It’s been a while since I’ve done any posts about the commercial establishments that I remember from my midcentury Manse childhood as being located in the two nearby towns, Madoc and Tweed. (Technically Madoc and Tweed are both villages, not towns, but I think most of us think of them as “town.”) A while back I did a fond look back at two of those, Ross’s Ladies’ Wear and Stickwood’s dry-goods store, both located in Madoc – just click on their names and you’ll dig up my original posts.
Anyway, this very day a most interesting thing came in thanks to regular reader Sash, who grew up in midcentury Madoc (I believe just a few years ahead of me). Sash posted it as a comment on my Ross’s Ladies Wear entry, but since that was a while back, many of you may not find it there. And since it raises a question about commercial history in Madoc, and since I know the answer to that question must be out there among my knowledgeable readership, I thought I’d give it a post unto itself.
In poking around Madoc-related items for sale on eBay, Sash found the vintage matchbook that you can see at the top of this post. Now, I know that many of you of a certain age (like myself) will remember Dack’s shoes; in my youth there was a Dack’s store in every mall and on many urban street corners. The company had rather a sad decline; here is an interesting article about the company’s history and the aforementioned decline – though as you’ll see from the note at the top, not long after it was written there was a relaunch of a refreshed Dack’s brand (more here). The website for what look to be some pretty spiffy 2014 Dack’s shoes is here.
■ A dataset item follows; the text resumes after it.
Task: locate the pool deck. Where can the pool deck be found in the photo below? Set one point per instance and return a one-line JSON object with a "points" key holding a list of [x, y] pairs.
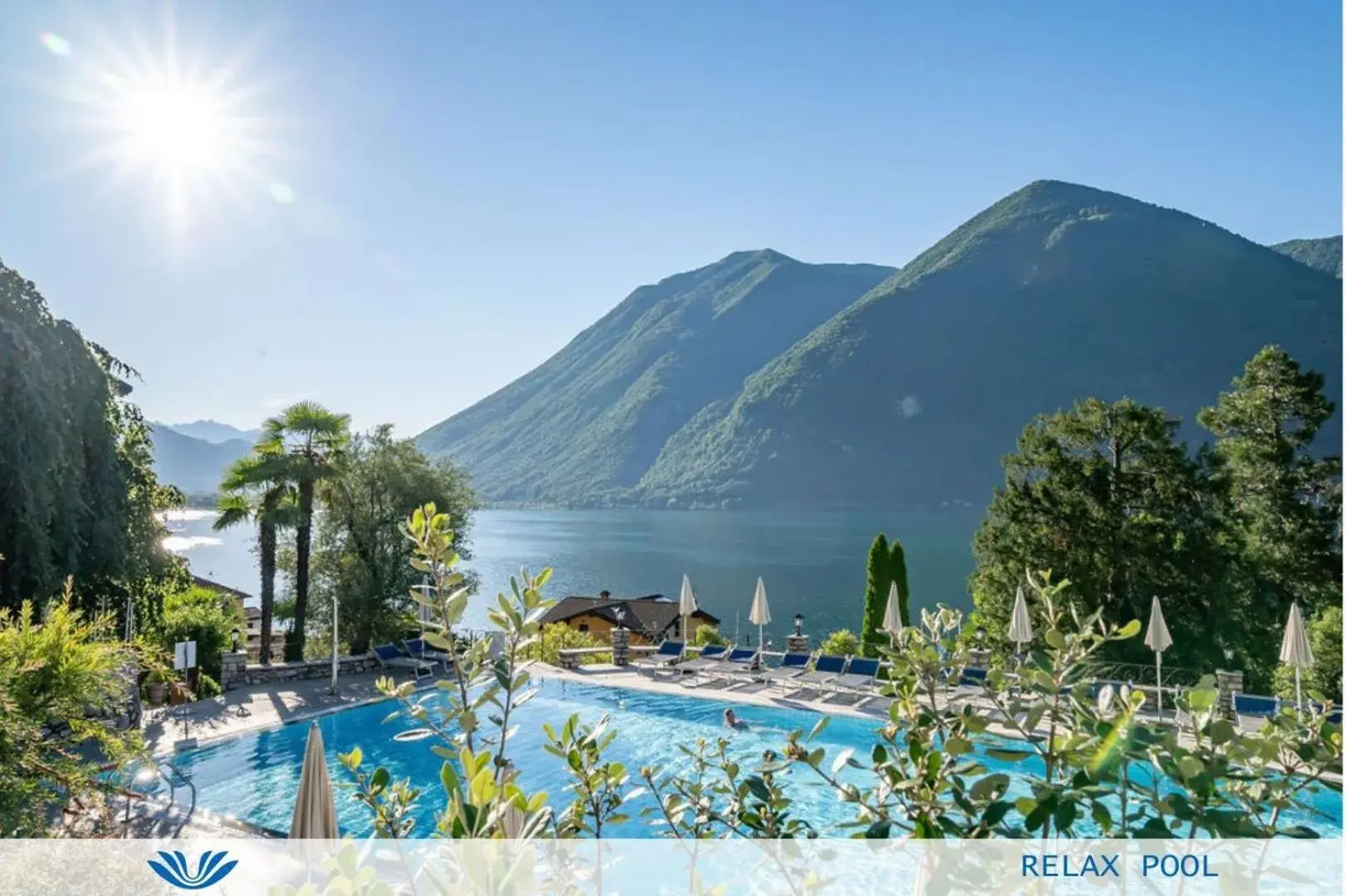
{"points": [[246, 709], [726, 690]]}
Okay, but as spiffy as those shoes are, it’s not Dack’s per se that I’m interested in. It’s what’s on the back of the matchbook, here:
What, people, is “Thos. A. Ross, Madoc, Ont.”? Is that a connection to Ross’s Ladies’ Wear? But this matchbox is an advert for men’s shoes – and aside from some fluffy slippers (as I recall), Ross’s didn’t sell footwear of any sort, women’s or men’s.
So who can tell me about Thos. A Ross? Was it a shoe store, or a dry-goods store like Stickwood’s that sold shoes and many other things? And where was it located? And when was it in existence? And what was its connection (if any) to Ross’s Ladies’ Wear?
I know you know, people. Please share!